Okay, I have a little trouble with text walls, but here’s what I have to add.

The brain is a very malleable part of the body. Our thoughts and our environments shape us, teach us, and provide scripts and role models.

What kind of person do you want to be? What principles do you have? Write it all down so you can see it on paper. Then seek out environments: communities, people, media, etc. that embody that. Surround yourself with goodness and let it teach and inspire you.

  • Books and articles about being a good person. I really like The 7 Habits of Highly Effective People. Check out your local library!
  • Good people: friends, family members, etc. Spend time with them. Ask them for advice if you want.
  • Communities filled with kindness (like wikiHow ;P)
  • WikiHow’s “How to Listen” and “How to Validate People’s Feelings.” These two helped me turn good thoughts into good words for people who need them.
  • Kindness-based communities. Volunteering groups and religious groups are often comprised of people who want to do good things together.

Also, look for something that intrinsically motivates you. (Fancy new word from a TED talk, yay!) What makes you light up inside? What do you love doing just for the sake of it? Do that thing. If it’s writing, awesome. If it’s something else, go for it. Find what motivates you.

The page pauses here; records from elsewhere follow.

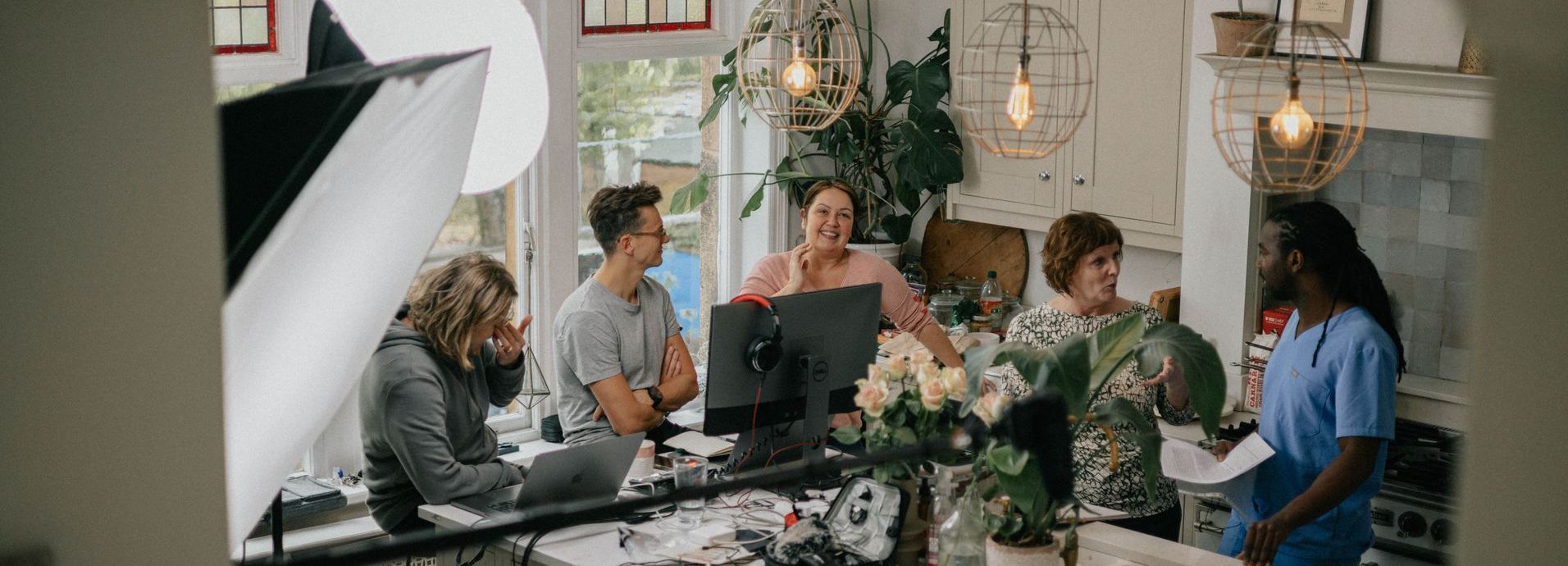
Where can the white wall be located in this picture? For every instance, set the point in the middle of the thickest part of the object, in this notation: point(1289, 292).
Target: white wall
point(110, 395)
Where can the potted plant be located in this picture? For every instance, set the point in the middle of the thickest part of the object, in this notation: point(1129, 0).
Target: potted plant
point(899, 148)
point(1233, 29)
point(1024, 514)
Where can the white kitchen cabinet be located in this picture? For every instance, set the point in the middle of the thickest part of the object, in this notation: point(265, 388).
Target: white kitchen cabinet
point(1126, 159)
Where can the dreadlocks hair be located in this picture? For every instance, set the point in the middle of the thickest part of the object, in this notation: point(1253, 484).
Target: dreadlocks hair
point(1329, 244)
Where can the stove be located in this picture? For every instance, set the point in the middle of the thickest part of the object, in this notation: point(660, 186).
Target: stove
point(1413, 514)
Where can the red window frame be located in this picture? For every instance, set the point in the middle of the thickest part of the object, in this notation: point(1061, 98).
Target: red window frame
point(271, 35)
point(704, 24)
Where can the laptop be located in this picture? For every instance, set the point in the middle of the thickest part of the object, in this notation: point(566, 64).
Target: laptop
point(582, 472)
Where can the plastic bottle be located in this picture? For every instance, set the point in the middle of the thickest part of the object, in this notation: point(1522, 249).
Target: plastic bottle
point(962, 536)
point(990, 294)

This is a big problem you have, and sleeplessness and suicidal thoughts are serious business. You might benefit from going into therapy. A therapist could help you work out all your problems and difficult emotions, and help you develop coping strategies and work on your goals. They could also screen you for personality disorders; if you have one, there’s probably an established treatment plant that can help you. And seriously, if you start feeling suicidal or like you want to hurt yourself in any way, for the love of everything, tell somebody. Get help. Otherwise I will yell at you for not taking care of yourself, because you deserve support.

You’re doing the right thing by recognizing that you have a problem, and reaching out to others for help working on it. Don’t be too hard on yourself. Everyone has faults, and you are learning. You’re writing this in good faith, and you’re getting on the right track. You have a long road ahead of you, and you’re very brave for taking these first steps. Keep at it. We’re here for you.

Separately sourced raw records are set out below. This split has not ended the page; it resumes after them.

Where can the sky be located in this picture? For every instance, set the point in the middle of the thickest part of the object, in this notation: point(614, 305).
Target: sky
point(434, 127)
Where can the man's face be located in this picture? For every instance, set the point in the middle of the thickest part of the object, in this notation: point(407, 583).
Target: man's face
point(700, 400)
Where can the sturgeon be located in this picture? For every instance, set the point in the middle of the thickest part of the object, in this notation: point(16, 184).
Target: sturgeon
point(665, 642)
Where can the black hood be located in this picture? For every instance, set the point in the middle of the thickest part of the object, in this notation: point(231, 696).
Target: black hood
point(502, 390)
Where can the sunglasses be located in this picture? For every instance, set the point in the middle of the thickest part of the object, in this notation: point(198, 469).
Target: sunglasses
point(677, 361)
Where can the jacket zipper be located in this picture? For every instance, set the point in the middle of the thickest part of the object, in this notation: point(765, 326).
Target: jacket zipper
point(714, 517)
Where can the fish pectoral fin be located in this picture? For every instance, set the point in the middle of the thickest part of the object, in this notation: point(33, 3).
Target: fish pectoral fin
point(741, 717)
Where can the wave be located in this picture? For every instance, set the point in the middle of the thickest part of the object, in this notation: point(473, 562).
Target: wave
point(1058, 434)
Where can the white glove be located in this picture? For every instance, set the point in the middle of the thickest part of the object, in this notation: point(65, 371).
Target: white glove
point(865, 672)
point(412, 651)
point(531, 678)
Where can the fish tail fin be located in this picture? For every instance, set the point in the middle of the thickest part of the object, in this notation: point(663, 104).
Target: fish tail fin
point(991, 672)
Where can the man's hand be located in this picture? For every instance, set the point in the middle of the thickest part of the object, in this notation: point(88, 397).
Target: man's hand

And here’s a little trick I use to spread sunshine: if you think a positive thought about somebody, say it to them. It can be small, like “I love your backpack,” or big, like “I appreciate your kind words, Mom. You really cheered me up and made me feel better about myself.” About you, I could say “I admire your thoughtfulness and your dedication.”

Look for the little ways to make people smile. People really appreciate it and feel more positively: in general, about themselves, and about you. (Take a moment to recall how you felt right after I complimented you. Isn’t it cool? You have the power to give that exact feeling to others. And don’t worry, the compliment was real and I do mean it.) We can increase the net amount of happiness in the world a little at a time; these things add up!